[ppp][chap] - PPP

This is a discussion on [ppp][chap] - PPP ; Hi Server sends me chap chalenge packet: IN Unescaped (29): |194||35||1||2||0||25||20||6||154||214||49||37||40 ||180||63||66||54||145||204||95||194||109||216||12 2||205||72||98||158||242| so I use MD5 algorithm to generate Value and send him Response: OUT Unescaped (25): |194||35||2||2||0||21||16||137||68||171||241||132| |80||55||6||207||59||18||155||123||195||86||196||7 8||214| then server send me another chap chaleenge with incressed ...

+ Reply to Thread
Results 1 to 7 of 7

Thread: [ppp][chap]

  1. [ppp][chap]

    Hi

    Server sends me chap chalenge packet:

    IN Unescaped (29):
    |194||35||1||2||0||25||20||6||154||214||49||37||40 ||180||63||66||54||145||204||95||194||109||216||12 2||205||72||98||158||242|
    so I use MD5 algorithm to generate Value and send him Response:
    OUT Unescaped (25):
    |194||35||2||2||0||21||16||137||68||171||241||132| |80||55||6||207||59||18||155||123||195||86||196||7 8||214|

    then server send me another chap chaleenge with incressed IDENTIFIER.
    My question is how to make string that is put in the MD5?:
    login: ppp
    password: ppp
    so string should be like that?:
    IdentifierppppppChalenge_value



  2. Re: [ppp][chap]

    "Gustlik[MoC]" writes:
    > IN Unescaped (29):
    > |194||35||1||2||0||25||20||6||154||214||49||37||40 ||180||63||66||54||145||204||95||194||109||216||12 2||205||72||98||158||242|


    Wow. That's impressively hard to read. It looks like:

    C2 23 - CHAP
    01 - Code 1 -- Challenge
    02 - ID=2
    00 19 - length 25
    14 06 9A D6 31 25 28 B4 3F 42 36 91 CC 5F C2 6D D8 7A CD 48 62
    - 20 octet-long challenge value
    9E F2 - FCS

    > so I use MD5 algorithm to generate Value and send him Response:
    > OUT Unescaped (25):
    > |194||35||2||2||0||21||16||137||68||171||241||132| |80||55||6||207||59||18||155||123||195||86||196||7 8||214|


    C2 23 - CHAP
    02 - Code 2 -- Response
    02 - ID=2
    00 15 - length 21
    10 89 44 AB F1 84 50 37 06 CF 3B 12 9B 7B C3 56 C4
    - 16 octet-long response

    .... but the packet looks like nonsense to me. It doesn't even have a
    peer name in it.

    > then server send me another chap chaleenge with incressed IDENTIFIER.
    > My question is how to make string that is put in the MD5?:
    > login: ppp
    > password: ppp
    > so string should be like that?:
    > IdentifierppppppChalenge_value


    The string input to MD5 is:

    - one octet representing the identifier (02, in this case)
    - the shared "secret" (three octets of 70 70 70 "ppp" in this case)
    - the challenge (20 octets of data in this case)

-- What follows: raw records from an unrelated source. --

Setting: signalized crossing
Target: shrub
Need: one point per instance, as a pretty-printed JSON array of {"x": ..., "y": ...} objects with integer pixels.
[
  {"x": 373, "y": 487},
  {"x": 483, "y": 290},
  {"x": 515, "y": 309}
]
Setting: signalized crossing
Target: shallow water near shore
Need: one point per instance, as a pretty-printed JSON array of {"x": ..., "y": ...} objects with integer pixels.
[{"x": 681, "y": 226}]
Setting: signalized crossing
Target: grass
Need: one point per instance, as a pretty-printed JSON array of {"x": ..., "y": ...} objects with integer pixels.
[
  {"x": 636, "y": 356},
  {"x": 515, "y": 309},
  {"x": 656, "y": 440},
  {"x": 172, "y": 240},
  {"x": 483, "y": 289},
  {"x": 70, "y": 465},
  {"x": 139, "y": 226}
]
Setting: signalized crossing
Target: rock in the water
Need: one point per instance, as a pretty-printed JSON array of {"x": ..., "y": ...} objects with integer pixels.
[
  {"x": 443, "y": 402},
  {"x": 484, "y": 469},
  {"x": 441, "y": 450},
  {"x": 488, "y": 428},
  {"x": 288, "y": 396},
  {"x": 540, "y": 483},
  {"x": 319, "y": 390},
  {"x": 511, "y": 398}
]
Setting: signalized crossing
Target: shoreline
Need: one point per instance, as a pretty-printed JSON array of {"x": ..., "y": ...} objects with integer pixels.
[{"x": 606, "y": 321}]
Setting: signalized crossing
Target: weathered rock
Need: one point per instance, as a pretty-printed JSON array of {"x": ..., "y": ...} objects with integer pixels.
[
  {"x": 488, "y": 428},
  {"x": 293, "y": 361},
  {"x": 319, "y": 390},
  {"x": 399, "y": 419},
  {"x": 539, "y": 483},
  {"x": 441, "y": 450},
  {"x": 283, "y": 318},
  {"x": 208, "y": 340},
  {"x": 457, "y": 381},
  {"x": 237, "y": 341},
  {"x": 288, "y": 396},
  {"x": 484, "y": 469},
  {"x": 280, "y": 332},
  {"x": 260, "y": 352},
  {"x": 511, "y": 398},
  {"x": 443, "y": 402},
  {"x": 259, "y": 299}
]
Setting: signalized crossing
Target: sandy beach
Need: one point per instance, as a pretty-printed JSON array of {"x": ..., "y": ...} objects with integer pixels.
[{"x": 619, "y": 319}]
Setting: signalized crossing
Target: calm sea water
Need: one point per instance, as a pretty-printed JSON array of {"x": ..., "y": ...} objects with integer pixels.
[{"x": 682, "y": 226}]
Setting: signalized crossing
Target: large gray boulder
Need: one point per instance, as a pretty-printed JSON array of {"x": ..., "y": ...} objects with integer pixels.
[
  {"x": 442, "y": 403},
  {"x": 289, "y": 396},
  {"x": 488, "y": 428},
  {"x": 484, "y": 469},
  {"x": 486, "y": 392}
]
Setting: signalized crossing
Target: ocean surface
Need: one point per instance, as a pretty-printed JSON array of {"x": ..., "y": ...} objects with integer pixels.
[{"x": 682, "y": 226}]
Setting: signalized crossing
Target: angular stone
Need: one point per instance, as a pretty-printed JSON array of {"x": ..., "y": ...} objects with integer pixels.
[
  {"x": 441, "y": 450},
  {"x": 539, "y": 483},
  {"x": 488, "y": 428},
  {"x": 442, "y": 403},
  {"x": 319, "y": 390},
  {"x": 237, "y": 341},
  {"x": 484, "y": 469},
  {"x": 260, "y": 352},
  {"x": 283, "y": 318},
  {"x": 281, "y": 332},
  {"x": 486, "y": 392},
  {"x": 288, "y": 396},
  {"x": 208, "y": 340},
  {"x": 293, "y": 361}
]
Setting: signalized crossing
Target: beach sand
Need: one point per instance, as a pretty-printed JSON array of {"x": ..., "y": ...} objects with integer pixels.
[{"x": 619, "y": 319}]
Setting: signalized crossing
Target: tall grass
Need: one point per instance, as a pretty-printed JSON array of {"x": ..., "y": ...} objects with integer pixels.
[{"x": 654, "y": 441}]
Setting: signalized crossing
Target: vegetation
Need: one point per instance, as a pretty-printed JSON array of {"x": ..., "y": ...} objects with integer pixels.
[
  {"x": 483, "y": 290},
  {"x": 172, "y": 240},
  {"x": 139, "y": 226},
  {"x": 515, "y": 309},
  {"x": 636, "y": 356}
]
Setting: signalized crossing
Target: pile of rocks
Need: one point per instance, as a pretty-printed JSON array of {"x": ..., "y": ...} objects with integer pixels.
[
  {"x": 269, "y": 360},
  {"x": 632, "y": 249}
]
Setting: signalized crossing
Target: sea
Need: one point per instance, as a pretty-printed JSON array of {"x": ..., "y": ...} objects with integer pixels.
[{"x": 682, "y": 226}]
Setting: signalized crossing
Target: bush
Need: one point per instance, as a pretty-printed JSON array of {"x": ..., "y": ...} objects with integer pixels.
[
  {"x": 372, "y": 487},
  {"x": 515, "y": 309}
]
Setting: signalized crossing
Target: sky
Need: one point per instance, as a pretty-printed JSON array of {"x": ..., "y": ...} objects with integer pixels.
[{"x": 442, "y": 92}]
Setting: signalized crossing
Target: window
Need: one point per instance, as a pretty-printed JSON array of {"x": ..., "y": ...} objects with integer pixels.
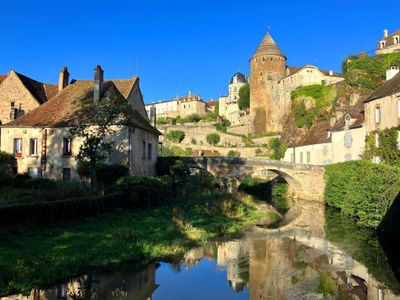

    You have to include your name as part of the response. That's
    probably what's causing your peer to ignore the packet -- no name
    field is present.

    Either read RFC 1994 or just use the open source, which already gets
    it right. There's probably little reason to reinvent this particular
    wheel.

    --
    James Carlson, KISS Network
    Sun Microsystems / 1 Network Drive 71.232W Vox +1 781 442 2084
    MS UBUR02-212 / Burlington MA 01803-2757 42.496N Fax +1 781 442 1677

  3. Re: [ppp][chap]

    Hi

    I use your tips but something is still wrong.

    Server send me:
    IN Unescaped (29):
    |194||35||1||4||0||25||20||137||49||210||226||218| |50||98||226||42||178||242||97||121||177||128||96| |199||46||14||221||237||112|

    ID: 4
    Value:
    ||137||49||210||226||218||50||98||226||42||178||24 2||97||121||177||128||96||199||46||14||221||237||


    so i make string(login and password: erainternet):
    id: ||4||
    Password(erainternet):
    |101||114||97||105||110||116||101||114||110||101|| 116|
    Value:
    ||137||49||210||226||218||50||98||226||42||178||24 2||97||121||177||128||96||199||46||14||221||237||
    I combine IDPasswotfValue toogether and Put to MD5 algorihtm (i use function
    from RFC 1321)

    Next step (follow the RFC 1994) is make response packet.
    so it looks like that:

    OUT Unescaped (36):
    |194||35||2||4||0||32||16||104||172||245||18||50|| 70||2||205||223||98||88||202||13||224||172||35||10 1||114||97||105||110||116||101||114||110||101||116 ||140||157|

    where:
    |194||35| - chap
    |2| code ->response
    |4| -id
    |0||32| - length
    |16| waluesize
    |104||172||245||18||50||70||2||205||223||98||88||2 02||13||224||172||35| -
    16 octets from MD5
    |101||114||97||105||110||116||101||114||110||101|| 116|| -name
    erainternet
    |140||157| FCS


    I think 16 octets from MD5 doesn't matter because the packet is silently
    discarded and new chap chalenge sends to me.
    If the all packet is right i think that the server seends me a failure(if
    md5 is wrong) or succes (if md5 is ok) packet.
    What u thinhking about it?


    Best Regards
    Gustlik[MoC]



  4. Re: [ppp][chap]

    "Gustlik[MoC]" writes:
    > I use your tips but something is still wrong.
    >
    > Server send me:
    > IN Unescaped (29):
    > |194||35||1||4||0||25||20||137||49||210||226||218| |50||98||226||42||178||242||97||121||177||128||96| |199||46||14||221||237||112|


    Would it be possible to print these things out in hex? Decimal is
    just about completely unreadable for this purpose.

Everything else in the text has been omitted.